Cathie Wood finally offered up somewhat of a mea culpa - at least for her previous calls on inflation, though not quite so much for the underperformance of her flagship fund and her previous call that the market had bottomed back in January - on Tuesday of this week.
After being bludgeoned in the face with data that was perpetually proving her prognostications incorrect, Wood told CNBC on Tuesday: “We were wrong on one thing, and that was inflation being as sustained as it has been.”
But what would that mea culpa be without immediately falling back on her greatest hits, including once again predicting deflation?
According to Bloomberg, Wood then added: “Supply chain -- I can’t believe it’s taken more than two years, and Russia’s invasion of Ukraine, of course we couldn’t have seen that. So inflation has been a bigger problem. But I think that it has set us up for deflation.”
Wood also did a decent job pointing out the state of both the high end and the low end consumer in the U.S., stating: “The consumer is railing against these price increases,” Wood said. “Many people think, ‘oh, the heavy spenders will keep this thing going.’ Consumer sentiment in the highest-income groups is lower than in the lowest-income groups, and the latter group is being tormented by food and energy prices, which are really a regressive tax increase.”
Wood also continued to defend her strategy of picking "innovation" stocks, despite the fact that her ARKK fund has been decimated so far in 2022, falling about 53%. She said: “The most important thing we need to do is stick to our knitting. The worst thing that could happen is style drift."
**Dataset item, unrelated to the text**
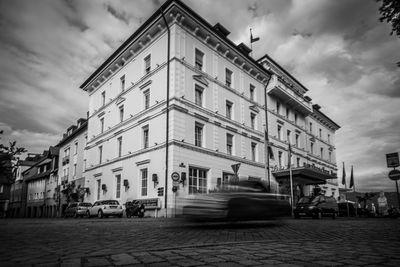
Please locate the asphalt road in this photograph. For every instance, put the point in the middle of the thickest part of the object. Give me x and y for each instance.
(173, 242)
“When people invest in Ark, they know they’re getting truly disruptive transformative innovation. That’s what we offer, and we don’t pretend to offer anything else,” she continued. Because why let the facts change your investing outlook, right?
As Bloomberg dryly noted on Tuesday, "Wood joins Treasury Secretary Janet Yellen in admitting incorrect inflation projections."
If the two of them didn't make up 12 hours of a 13 hour day of financial news programming, it almost wouldn't be an issue, right?